The Phillies are going to have to decide if they want James to continue switch-hitting. He has batted .220 with three extra-base hits (all doubles) as a righthanded hitter, and .276 with 18 extra-base hits from the left side.
(AA, 40-40, fourth place, Eastern League Eastern Division)
There has been plenty of talk about Jimmy Rollins' future in Philadelphia beyond this season and, as we've pointed out in this space before, it could depend on Freddy Galvis' development at Reading. Galvis, 21, went into the weekend hitting .265 with 13 doubles, three triples, seven home runs, 25 RBIs, and 47 runs scored. Those are by far the best offensive numbers of his career at this point in a season.
"This has been the best year in Freddy's development," LaMar said.
That said, Galvis has 13 errors in 77 games. Rollins has never made more than 14 errors in a season, and the last time he made more than 12 in a season was 2007.
(AAA, 47-34, first place, International League North Division)
Outfielder John Mayberry Jr. hit .125 in his first 14 games after being optioned to triple A by the Phillies last month. In his next 11 games, however, he batted .370 with five doubles, two home runs, and seven RBIs, raising his overall average to .284.
"You hope when they get sent down that they're still in that mode where they want to improve," LaMar said. "In John's case, that is what he has done every time he has been sent out. He is always trying to show the organization that he is one of the top 25 who belongs on the roster."
(Low A, 37-40 overall, 4-5 second half, seventh place, South Atlantic League Northern Division)
The Phillies' philosophy is to challenge young pitching prospects by sending them to face older competition in the South Atlantic League in the hopes that they will mature as the season wears on.
It appears to be paying off for Ervis Manzanillo and Jesse Biddle, the two 19-year-old lefties who are considered the best pitching prospects at Lakewood.
Manzanillo has struggled much of the year, but is 2-1 with a 2.25 ERA in his last three starts.

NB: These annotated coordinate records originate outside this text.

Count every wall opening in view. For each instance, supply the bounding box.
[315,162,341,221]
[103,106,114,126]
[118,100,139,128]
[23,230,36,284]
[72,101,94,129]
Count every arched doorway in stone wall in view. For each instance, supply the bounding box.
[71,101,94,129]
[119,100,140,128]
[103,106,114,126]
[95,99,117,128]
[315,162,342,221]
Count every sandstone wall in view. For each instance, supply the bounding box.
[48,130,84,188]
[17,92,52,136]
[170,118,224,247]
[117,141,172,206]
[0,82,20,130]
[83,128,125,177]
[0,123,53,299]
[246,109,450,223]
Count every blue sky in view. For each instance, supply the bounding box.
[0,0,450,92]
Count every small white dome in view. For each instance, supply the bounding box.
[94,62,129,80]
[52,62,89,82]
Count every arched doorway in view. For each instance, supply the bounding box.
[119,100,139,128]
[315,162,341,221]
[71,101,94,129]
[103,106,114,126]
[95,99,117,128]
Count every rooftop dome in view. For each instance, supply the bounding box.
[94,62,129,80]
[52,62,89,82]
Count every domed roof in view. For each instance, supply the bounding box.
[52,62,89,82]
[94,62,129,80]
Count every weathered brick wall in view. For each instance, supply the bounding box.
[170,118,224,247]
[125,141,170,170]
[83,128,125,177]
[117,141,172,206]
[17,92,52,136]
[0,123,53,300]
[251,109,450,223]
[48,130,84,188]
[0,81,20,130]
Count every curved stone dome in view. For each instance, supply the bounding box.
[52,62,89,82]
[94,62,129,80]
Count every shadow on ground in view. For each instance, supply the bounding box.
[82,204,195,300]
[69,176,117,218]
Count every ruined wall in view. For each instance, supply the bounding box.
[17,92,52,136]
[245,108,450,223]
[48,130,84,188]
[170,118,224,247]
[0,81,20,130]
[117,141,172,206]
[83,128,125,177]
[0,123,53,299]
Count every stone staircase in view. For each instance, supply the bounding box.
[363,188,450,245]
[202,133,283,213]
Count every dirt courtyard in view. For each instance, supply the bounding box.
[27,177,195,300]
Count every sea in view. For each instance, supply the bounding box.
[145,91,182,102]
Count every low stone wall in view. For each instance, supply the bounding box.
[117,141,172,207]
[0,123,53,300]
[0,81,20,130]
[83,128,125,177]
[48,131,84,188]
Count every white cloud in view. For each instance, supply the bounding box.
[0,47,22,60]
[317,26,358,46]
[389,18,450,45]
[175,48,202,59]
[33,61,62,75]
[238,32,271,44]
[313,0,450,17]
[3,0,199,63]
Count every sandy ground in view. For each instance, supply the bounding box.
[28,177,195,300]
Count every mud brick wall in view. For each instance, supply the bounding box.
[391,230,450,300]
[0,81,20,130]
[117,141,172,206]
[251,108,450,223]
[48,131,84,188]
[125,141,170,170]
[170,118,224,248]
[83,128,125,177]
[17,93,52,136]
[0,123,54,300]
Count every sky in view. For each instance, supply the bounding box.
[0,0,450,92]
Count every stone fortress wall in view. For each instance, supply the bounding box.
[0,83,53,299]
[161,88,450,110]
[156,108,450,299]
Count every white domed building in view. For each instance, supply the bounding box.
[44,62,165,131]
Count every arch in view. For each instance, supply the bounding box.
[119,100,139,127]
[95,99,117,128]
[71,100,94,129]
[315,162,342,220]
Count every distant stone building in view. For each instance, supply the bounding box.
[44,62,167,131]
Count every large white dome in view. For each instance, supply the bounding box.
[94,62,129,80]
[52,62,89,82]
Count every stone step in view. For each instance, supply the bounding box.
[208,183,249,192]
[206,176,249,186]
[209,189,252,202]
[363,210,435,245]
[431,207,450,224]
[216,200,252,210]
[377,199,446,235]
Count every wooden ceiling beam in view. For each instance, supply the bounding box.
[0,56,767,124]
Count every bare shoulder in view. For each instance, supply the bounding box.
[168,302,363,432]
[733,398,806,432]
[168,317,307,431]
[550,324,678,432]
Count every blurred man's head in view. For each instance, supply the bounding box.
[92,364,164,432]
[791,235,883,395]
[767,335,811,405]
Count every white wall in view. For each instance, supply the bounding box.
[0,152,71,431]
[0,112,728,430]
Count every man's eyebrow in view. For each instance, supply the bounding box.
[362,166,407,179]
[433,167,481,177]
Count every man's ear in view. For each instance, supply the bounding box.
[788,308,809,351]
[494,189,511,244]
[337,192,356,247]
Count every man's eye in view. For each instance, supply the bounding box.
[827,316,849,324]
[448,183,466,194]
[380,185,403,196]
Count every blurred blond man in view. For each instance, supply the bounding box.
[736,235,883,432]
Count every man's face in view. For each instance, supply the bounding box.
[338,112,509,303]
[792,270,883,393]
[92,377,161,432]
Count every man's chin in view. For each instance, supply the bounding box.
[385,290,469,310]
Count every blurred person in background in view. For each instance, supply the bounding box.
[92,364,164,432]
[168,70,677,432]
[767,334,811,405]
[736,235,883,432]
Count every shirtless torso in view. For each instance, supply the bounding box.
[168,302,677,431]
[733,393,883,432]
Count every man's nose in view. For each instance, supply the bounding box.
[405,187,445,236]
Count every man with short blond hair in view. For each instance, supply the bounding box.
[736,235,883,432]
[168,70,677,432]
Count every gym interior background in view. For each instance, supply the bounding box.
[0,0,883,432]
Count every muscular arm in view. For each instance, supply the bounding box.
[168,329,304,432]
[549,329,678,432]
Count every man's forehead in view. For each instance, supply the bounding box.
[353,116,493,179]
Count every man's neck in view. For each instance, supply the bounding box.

(Rookie ball, 8-7, fourth place, New York-Penn League Pinckney Division)
Third baseman Maikel Franco, an 18-year-old third baseman from the Dominican Republic, could end up playing in Lakewood before the summer is over, especially if he continues his hot start.
Through 14 games, Franco was hitting .340 with a home run and 10 RBIs.
"He's a good defender at third base," LaMar said. "There were a lot of internal talks about pushing him to Lakewood at the start of the season, but we didn't want to put him in over his head because he's a little bit of a free swinger. He is one of our best minor-league hitting prospects."